You booted me off Beats with the promise my music would follow me. You know, my music: all the songs, albums, artists, and playlists I’ve spent the past months and years slowly, painstakingly assembling—the part of streaming music that makes it personal. The part I’m paying for. And I can’t find it.
I more than happily went along with you this morning when I updated Beats and was prompted to make the Apple Music switch. Sure, there was Touch ID weirdness. And iCloud weirdness. I can handle that. This isn’t my first time at the Apple rodeo.
But Apple: Where is my music?
Making Nothing Happen
When I open the app, what do I see? Prominently featured: the handful of songs I’ve ever bought from iTunes for various random reasons but never listen to. Plus the U2 album I’ve never figured out how to delete. Funny thing: Because I’ve been a paying streaming customer for years, I don’t pay a la carte to download music! Therefore, you really can’t tell much of anything about my musical tastes based on what I’ve downloaded from iTunes! Oh, but Apple Music, you try!
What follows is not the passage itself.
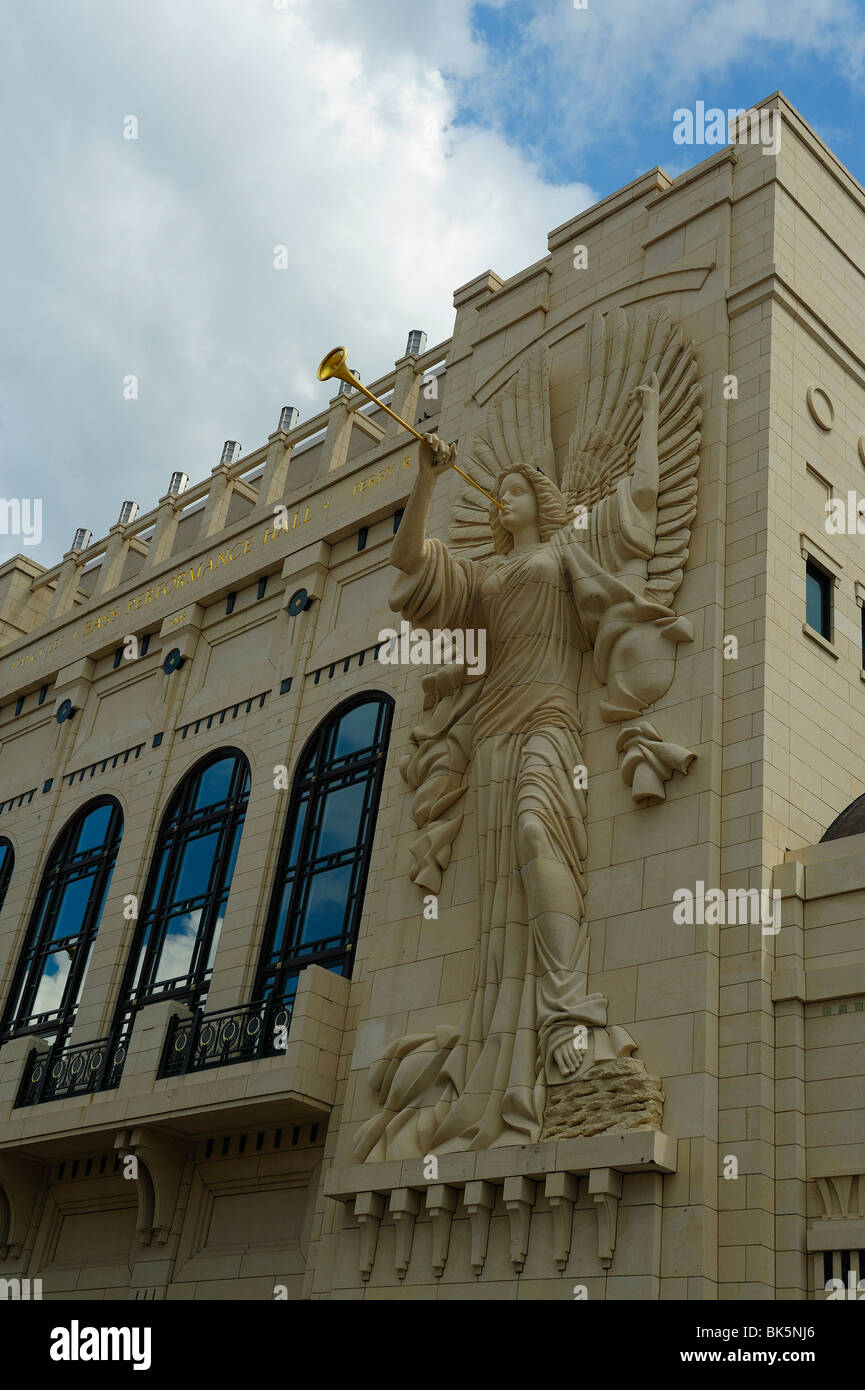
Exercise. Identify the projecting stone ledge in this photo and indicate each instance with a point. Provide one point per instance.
(406, 1187)
(615, 1096)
Right now the people who were already paying you seem like the people you care about the least.
Now I’ve deleted those distractions, and I’m ready to find my music. As in, the extensive library of stuff I actually listen to and care about. The stuff that I’ve curated in Beats, and before that Mog, since I’ve been a paying streaming customer. I don’t mean to brag, but I think I figured out relatively early that this is how we “collect” music now in the era of streaming: Instead of racks of CDs or hard drives full of MP3s, we have collections of bookmarks. And in Apple Music, I can’t find mine.
Oh, sure, buried somewhere in my account settings is a list of artists I’m “following.” These appear to roughy correspond to the musicians whose albums and songs I carefully amassed in my Beats Music library. But what happens when I tap on them? Does music play? Do I go to their artist pages? No. When I tap on them, here’s what happens: nothing.
Right There Waiting for Me
It’s kind of like if you came into my apartment in the late 1990s and dumped all my CDs in a locked plexiglass box. It’s not a perfect metaphor, but so far, this transition has been a far from perfect user experience. All you really needed to do was find a way to bring my music library over from Beats. Just a little design cue that told me all the music I’d spent my time finding and keeping was still there waiting for me. And then, you know, actually have it there waiting for me.
See, I’m the kind of customer you love the most: the lazy Apple customer. I really would rather just use your stuff. I’m not the kind of empowered consumer who’s ready to storm off to Spotify in a huff, just like I’m not seriously weighing whether my next phone should run Android. I’d have to rebuild my library on Spotify from scratch anyway.
But this whole Apple Music thing only works if you get people to pay. And right now the people who were already paying you seem like the people you care about the least.
Digging in the docs, I find what apparently you considered a good-enough answer to the few early-adopter whiners who might actually care enough to ask. “Your recommendations and music library move to Apple Music in the background,” you say. “If you don’t see all of your moved content in Apple Music after 24 hours, contact Apple Support.” Really? That’s the best you can do with $160 billion in cash? If that’s really not enough, I’d happily give you an extra dollar.